Aspergillus pseudoterreus S. W. Peterson, Samson & Varga, sp. nov. MycoBank MB560396. Fig. 10.

Fig. 10.
Aspergillus pseudoterreus. A–C. Colonies incubated at 25 °C for 7 d, A. CYA, B. MEA, C. CREA, D–I. Conidiophores and conidia. Scale bars = 10 μm.

Coloniis in agaro CYA aurantiaco-brunneis, caespitulis flavis usque ad 4 cm diam. Coloniis in agaro MEA cum marginibus clare aurantiacis. Conidiophoris aggregatis in synnematibus laxis, namque in coloniis vetustioribus (ad 14 d). Conidiophoris plerumque biseriatis, capitulis columnaribus efferentibus. Vesiculis globosis, 16–23 μm diam, stipitibus levibus, hyalinis, 4.5–7 μm latis. Conidiis levibus, hyalinis, globosis vel ellipsoideis, 1.5–2.2 × 1.8–2.5 μm.

Typus: from soil Argentina (CBS H-20631 -- holotypus, culture ex-type NRRL 4017).

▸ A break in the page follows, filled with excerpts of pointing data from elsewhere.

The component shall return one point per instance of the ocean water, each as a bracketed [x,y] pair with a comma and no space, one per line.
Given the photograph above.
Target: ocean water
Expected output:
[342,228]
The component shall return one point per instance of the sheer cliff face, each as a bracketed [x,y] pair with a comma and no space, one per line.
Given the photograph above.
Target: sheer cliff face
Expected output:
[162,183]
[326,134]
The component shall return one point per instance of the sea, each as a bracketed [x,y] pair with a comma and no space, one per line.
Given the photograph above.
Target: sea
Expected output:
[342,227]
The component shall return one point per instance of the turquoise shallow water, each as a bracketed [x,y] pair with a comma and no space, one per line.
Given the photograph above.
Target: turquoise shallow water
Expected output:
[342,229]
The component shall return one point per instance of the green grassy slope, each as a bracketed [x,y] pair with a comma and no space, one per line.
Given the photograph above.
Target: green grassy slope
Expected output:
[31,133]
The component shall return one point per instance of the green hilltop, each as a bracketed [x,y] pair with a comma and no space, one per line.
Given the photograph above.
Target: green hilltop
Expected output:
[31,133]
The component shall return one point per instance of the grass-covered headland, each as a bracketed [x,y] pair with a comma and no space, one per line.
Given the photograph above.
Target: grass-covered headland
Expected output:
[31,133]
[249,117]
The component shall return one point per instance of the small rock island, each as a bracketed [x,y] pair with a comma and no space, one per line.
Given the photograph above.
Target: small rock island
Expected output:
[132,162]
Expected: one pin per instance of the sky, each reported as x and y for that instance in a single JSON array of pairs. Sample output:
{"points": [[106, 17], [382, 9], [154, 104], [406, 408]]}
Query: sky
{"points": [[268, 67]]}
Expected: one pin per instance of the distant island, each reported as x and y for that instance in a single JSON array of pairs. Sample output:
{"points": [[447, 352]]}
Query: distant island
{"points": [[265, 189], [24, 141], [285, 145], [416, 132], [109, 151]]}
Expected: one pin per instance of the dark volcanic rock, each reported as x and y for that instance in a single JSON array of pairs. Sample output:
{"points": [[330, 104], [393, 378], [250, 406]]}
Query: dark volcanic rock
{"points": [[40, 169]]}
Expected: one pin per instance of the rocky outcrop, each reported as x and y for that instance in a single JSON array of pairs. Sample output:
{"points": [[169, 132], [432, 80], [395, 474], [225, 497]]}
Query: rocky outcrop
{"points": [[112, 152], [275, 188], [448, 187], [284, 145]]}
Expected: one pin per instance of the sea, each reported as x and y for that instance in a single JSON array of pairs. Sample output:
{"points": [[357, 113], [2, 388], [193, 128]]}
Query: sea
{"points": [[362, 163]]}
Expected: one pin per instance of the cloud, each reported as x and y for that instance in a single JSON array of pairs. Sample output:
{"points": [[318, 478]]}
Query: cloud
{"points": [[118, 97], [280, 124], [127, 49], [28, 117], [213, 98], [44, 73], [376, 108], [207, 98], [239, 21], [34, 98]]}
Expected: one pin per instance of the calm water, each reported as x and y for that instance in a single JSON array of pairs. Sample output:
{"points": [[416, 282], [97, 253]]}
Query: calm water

Colonies on CYA orange brown with yellow tufts reaching a diameter of 4 cm. On MEA colonies are bright yellow with a clear orange edge. In older cultures of up to 14 d conidiophores are bundled in loose synnemata. Conidiophores typically biseriate, producing columnar heads. Vesicles globose 16–23 μm, stipe smooth, hyaline, 4.5–7 μm, conidia smooth, hyaline, globose to ellipsoidal, 1.5–2.2 × 1.8–2.5 μm.

This species was isolated from soil in Argentina and is characterised by a pronounced synnematal growth on MEA. The colony colour is reddish brown with biseriate conidiophores producing globose to ellipsoidal conidia.

Acknowledgments

We thank Uwe Braun for the Latin diagnosis and advice on nomenclatural issues.

Footnotes

Taxonomic novelties: Aspergillus aureoterreus stat. et nom. nov., Aspergillus floccosus comb. et stat. nov., Aspergillus neoafricanus stat. et nom. nov., Aspergillus neoindicus stat. et nom. nov., Aspergillus neoniveus nom. nov., Aspergillus pseudoterreus sp. nov.